I get a little boost in morale after my cry session but the day continues to drag. Junior is in my sixth period class, thank God because so are the popular kids.
 

They don't mess with me when Junior is around. Junior has stood up to them so many times, they have given up. He's not afraid of their fake sense of superiority. His lack of caring makes it hard for them to feel justified.

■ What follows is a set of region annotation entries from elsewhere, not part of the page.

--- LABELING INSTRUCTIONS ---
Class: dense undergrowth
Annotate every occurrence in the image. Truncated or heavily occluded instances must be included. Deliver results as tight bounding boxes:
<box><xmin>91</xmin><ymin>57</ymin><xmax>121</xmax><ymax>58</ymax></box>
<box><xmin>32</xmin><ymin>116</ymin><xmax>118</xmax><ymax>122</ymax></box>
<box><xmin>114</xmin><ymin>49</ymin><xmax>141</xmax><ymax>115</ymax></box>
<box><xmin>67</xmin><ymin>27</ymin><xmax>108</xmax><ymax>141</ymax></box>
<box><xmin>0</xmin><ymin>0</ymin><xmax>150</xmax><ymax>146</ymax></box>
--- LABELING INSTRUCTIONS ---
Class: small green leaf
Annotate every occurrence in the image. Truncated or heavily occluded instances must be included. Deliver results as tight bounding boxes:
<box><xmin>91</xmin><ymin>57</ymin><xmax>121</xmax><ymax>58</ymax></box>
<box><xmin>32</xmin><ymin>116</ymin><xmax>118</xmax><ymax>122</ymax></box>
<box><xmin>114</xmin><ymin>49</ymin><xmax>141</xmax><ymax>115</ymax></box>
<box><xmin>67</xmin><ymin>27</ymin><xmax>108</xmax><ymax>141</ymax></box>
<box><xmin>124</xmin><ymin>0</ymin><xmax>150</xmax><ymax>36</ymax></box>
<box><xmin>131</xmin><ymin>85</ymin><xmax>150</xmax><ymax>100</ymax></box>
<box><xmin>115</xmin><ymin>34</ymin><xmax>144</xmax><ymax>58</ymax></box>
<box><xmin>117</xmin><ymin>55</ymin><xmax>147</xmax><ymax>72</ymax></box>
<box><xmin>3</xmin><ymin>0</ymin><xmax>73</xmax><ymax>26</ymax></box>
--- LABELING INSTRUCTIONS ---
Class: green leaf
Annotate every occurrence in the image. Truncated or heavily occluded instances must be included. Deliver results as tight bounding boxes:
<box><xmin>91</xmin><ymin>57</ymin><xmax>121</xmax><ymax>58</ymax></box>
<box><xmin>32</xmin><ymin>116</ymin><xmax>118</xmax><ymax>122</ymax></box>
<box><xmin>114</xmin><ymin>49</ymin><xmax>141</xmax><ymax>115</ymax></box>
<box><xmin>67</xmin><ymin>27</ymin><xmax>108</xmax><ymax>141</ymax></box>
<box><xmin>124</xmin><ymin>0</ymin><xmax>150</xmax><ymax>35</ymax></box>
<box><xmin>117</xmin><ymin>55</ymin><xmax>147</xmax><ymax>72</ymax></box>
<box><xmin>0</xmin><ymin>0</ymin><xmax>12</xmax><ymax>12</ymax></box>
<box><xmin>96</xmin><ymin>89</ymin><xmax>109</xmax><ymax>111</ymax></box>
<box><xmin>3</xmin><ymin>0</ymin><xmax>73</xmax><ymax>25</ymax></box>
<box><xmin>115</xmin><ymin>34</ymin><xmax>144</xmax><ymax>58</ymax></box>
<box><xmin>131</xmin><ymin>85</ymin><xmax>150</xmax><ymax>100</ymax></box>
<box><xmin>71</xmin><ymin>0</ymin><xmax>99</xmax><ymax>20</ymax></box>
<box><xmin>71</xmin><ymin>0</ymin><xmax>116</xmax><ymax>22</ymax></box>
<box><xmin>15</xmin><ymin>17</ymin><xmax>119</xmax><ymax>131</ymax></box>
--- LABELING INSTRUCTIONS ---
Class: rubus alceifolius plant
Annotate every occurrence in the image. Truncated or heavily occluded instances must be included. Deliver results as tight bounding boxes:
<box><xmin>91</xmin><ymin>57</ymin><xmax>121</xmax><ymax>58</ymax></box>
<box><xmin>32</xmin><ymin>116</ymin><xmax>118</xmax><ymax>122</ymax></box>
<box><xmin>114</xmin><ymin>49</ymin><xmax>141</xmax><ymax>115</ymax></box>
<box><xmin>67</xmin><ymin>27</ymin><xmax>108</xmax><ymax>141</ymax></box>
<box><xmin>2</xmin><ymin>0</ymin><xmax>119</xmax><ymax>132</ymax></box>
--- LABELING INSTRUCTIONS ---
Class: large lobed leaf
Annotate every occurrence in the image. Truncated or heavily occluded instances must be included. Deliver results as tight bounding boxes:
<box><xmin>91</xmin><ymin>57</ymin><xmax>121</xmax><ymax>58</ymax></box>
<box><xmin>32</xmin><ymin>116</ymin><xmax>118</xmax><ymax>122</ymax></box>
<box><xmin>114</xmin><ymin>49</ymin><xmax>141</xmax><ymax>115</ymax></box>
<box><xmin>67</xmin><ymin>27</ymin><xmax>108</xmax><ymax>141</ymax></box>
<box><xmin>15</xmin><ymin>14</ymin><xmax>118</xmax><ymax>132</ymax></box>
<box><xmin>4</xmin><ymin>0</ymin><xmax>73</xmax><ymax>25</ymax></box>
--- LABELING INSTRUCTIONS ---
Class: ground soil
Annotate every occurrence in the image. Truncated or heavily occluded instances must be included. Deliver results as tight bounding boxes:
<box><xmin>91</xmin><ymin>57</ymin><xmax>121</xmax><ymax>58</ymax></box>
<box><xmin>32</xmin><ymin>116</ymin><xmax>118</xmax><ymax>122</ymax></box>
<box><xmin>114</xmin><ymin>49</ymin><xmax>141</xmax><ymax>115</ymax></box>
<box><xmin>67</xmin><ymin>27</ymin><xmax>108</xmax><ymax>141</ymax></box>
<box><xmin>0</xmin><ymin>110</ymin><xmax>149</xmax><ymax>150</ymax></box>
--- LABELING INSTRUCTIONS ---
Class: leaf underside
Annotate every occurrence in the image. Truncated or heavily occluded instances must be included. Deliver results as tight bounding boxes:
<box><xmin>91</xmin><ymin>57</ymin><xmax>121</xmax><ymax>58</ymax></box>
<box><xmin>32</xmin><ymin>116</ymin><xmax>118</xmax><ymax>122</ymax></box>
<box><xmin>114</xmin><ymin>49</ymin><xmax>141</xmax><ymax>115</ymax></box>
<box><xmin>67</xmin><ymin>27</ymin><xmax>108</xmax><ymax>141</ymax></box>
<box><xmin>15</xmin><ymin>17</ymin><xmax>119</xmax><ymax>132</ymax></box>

Me? I'm easy prey because I do care. When I cry, my tears feed their hunger. They're like parasites on the weak.
 

I promised Junior I'd drive him home so I have to stick around for eighth even though I have a free. I stop at my locker exchanging books before heading to my favorite place in the school—the library. My safe haven within the school.
 

I chat with Mary, the librarian—we're on a first name basis. Most of my free time over the past couple years is spent here. Mary actually helped me once when Becca showed up. She pretended the library was rented for a computer class and sent her away. That's when I knew we'd be close friends.
 

After catching up with her, I grab a booth in the back and start my homework. We didn't get much on the first day, but I figure I'll do some readings. I put my headphones in and tune out the world, cranking my music up as loud as my phone will let me. I'm sure anyone in a twenty foot radius can hear the bass.
 

Out of the corner of my eye, I notice something move. I pull my headphones out of my ears sitting up on high alert. I don't see anything near me. I guess I'm just being paranoid.